If we only think of food as something good to eat, if we don’t think about where it comes from or the relationships it represents, then it becomes an idol, just like any other. We cannot disconnect our food from the one who gives it. If I have a choice between being in relationship with a farmer or being in relationship with a head of lettuce, I am going to be in relationship with the farmer. The lettuce may feed me for a day or two, but eventually it will wither and rot. It is having a relationship with the farmer that will continue to feed me from one season to the next.
So it is with God. We cannot worship the bread without giving honor to the one who makes the wheat grow. Jesus doesn’t want us to follow him for a piece of bread; he wants us to have a living relationship with the one who makes the wheat grow. Food is not just about having a full belly; it is about so much more. Food is about life and giving honor and praise to the one who gives life. We dare not separate the two.
What if we stopped looking at food as just something to be consumed and started seeing it for all that it really is?

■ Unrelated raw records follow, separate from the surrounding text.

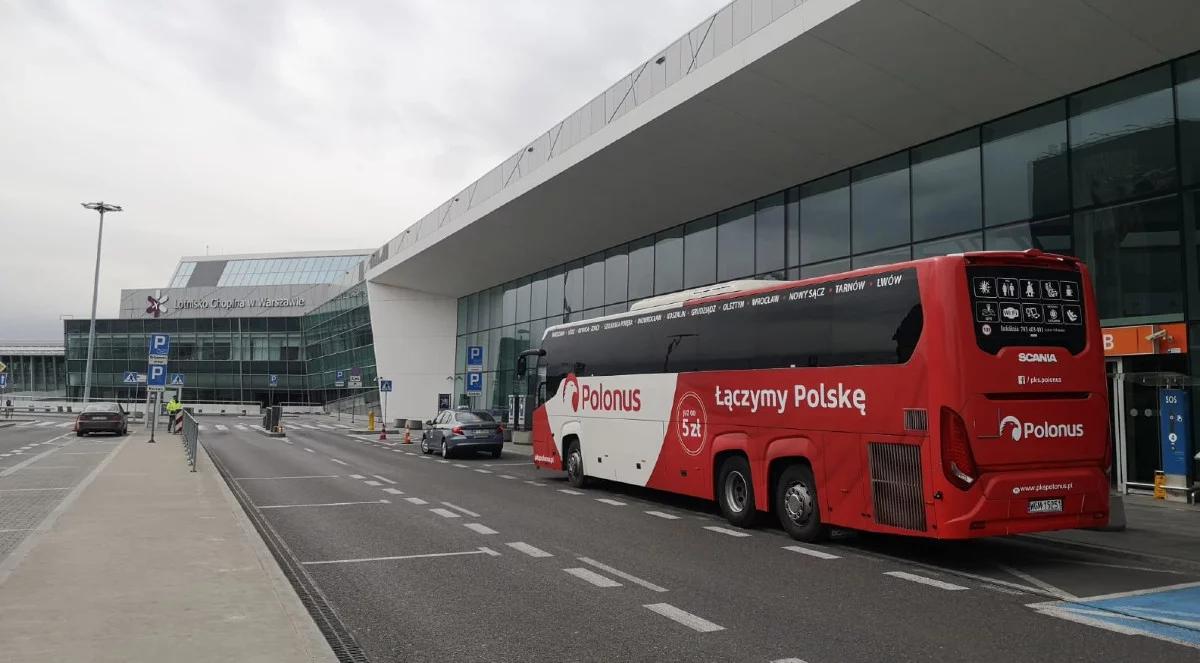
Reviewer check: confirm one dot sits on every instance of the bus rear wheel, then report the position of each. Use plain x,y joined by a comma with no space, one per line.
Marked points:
735,493
796,503
575,475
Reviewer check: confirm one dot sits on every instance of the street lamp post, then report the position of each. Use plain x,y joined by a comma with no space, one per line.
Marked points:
101,207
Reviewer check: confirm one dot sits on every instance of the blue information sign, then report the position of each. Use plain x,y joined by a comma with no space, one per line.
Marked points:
160,345
475,358
156,376
1175,430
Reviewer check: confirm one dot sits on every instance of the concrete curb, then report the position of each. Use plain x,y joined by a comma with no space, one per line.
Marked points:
301,621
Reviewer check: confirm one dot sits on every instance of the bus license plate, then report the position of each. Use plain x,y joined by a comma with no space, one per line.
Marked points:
1045,506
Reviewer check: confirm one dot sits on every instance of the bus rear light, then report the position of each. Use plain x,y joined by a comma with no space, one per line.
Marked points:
958,461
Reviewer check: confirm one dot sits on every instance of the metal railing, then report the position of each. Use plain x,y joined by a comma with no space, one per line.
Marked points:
191,438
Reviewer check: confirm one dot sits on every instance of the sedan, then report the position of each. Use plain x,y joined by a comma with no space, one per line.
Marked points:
102,417
462,430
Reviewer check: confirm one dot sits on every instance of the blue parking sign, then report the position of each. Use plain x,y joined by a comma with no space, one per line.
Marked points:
160,345
474,383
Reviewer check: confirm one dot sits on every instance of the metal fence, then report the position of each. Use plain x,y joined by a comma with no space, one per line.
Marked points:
191,438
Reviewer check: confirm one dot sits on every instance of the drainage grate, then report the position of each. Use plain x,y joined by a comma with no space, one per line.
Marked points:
897,485
340,639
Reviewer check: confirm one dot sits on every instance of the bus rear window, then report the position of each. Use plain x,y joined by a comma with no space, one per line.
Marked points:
1026,306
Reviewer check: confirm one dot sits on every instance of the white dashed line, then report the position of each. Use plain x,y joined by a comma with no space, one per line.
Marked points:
623,575
664,515
592,577
324,505
522,547
811,553
923,580
457,508
726,531
684,617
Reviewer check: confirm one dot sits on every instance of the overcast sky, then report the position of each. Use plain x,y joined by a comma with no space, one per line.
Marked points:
286,125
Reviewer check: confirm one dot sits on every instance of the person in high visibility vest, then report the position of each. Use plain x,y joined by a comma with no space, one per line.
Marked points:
173,408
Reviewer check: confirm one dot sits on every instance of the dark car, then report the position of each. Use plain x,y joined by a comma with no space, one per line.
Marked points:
457,430
102,417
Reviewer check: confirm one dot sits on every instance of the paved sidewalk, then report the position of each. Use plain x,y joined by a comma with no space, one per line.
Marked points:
151,562
1153,530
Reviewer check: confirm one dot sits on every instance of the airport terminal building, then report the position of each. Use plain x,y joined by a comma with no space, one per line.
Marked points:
777,139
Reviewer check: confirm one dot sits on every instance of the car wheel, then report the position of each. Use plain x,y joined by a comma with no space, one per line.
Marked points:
735,491
575,475
796,503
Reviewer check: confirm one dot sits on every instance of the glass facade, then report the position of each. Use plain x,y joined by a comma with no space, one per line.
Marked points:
1110,174
233,359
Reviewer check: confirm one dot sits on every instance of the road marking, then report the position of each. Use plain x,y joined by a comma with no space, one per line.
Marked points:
273,478
664,515
726,531
623,575
592,577
923,580
684,617
457,508
1041,584
813,553
477,551
324,505
522,547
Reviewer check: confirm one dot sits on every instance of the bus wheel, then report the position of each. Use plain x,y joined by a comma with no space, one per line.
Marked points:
575,475
796,502
735,493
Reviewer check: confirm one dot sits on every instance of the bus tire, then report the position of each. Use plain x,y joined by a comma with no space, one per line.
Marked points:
575,475
796,503
735,491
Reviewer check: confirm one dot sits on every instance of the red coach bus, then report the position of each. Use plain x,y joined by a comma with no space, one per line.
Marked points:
948,398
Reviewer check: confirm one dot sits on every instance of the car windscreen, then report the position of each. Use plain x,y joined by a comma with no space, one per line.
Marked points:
473,417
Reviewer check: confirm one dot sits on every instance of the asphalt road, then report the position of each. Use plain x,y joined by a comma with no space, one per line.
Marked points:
492,560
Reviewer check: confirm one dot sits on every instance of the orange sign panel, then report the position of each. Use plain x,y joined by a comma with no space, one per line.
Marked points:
1145,339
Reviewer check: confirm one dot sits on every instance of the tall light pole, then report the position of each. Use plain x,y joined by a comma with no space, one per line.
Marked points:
101,207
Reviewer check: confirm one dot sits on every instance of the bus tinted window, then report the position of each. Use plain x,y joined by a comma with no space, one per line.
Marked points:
869,320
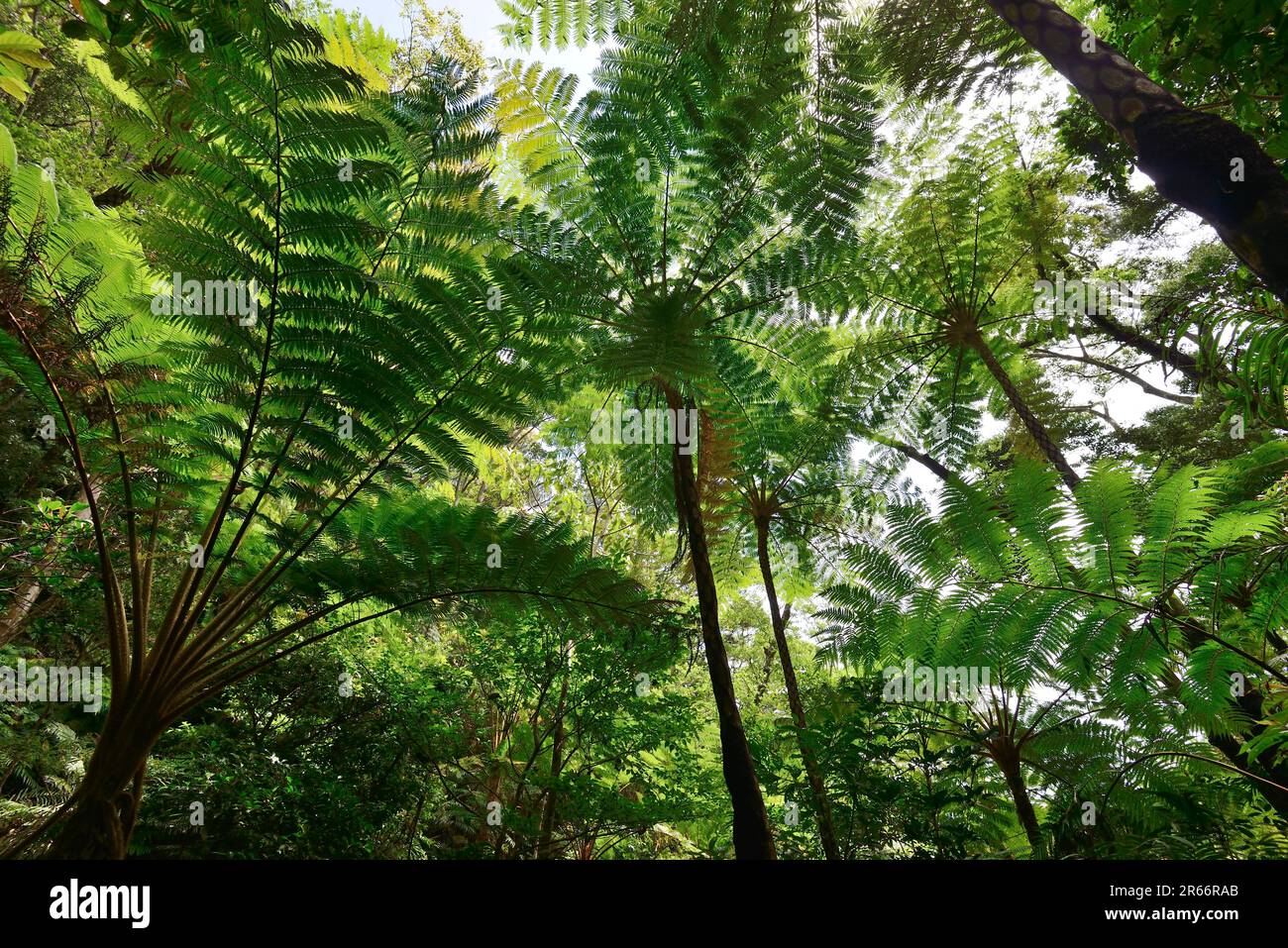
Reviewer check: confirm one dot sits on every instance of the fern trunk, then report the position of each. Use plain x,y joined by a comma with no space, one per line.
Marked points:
751,835
822,806
1008,758
1192,156
104,806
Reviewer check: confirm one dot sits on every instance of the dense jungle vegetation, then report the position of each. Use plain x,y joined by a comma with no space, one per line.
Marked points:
832,429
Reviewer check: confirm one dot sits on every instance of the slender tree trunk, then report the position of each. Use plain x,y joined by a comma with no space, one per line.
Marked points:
106,804
1035,429
1008,758
751,835
545,845
1199,161
822,806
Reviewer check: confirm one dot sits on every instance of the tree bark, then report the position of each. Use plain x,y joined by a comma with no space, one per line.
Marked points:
545,845
1192,156
1035,429
751,835
822,806
106,802
1008,758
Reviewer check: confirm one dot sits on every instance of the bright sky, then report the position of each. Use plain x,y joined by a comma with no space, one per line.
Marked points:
480,20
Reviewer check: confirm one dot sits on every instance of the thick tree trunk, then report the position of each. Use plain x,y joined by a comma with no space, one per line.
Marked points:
751,835
1199,161
545,845
1020,407
107,800
1008,758
822,806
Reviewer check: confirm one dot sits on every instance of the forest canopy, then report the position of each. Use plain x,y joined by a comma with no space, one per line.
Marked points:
820,430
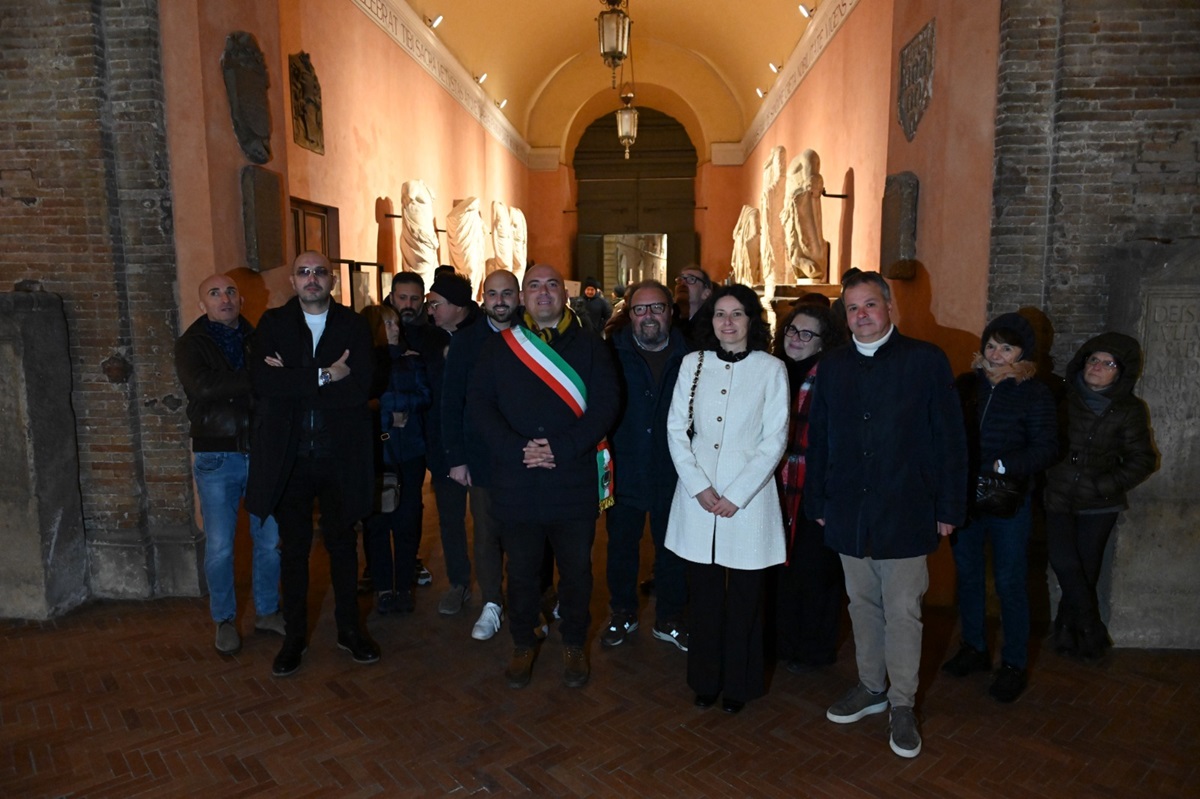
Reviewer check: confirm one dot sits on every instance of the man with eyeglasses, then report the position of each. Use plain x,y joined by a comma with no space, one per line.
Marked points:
648,353
311,368
693,288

What if we really appreciated how our food connects us to God and to each other? I wonder if the world might look a lot different than it does today.
What if this meal, this little piece of bread and this little sip of wine, which we are about to take, forced us to stop and think about all the other meals we take for granted? We know that this meal at the altar connects us to God in a very special way; but what if it can also remind us of how every other meal connects us to God, and to each other?
Maybe this meal isn’t meant to fill our bellies as much as it is meant to fill our lives with gratitude for the fact that all food, whether it come from the dollar menu at the local drive thru or whether it comes from the pharmacy in a bottle, all food comes from God. If we really appreciated where our food comes from and how it shapes our lives and our relationships, then no meal should ever be taken for granted.
Every meal would begin with the simple recognition that these are the gifts of God for the people of God.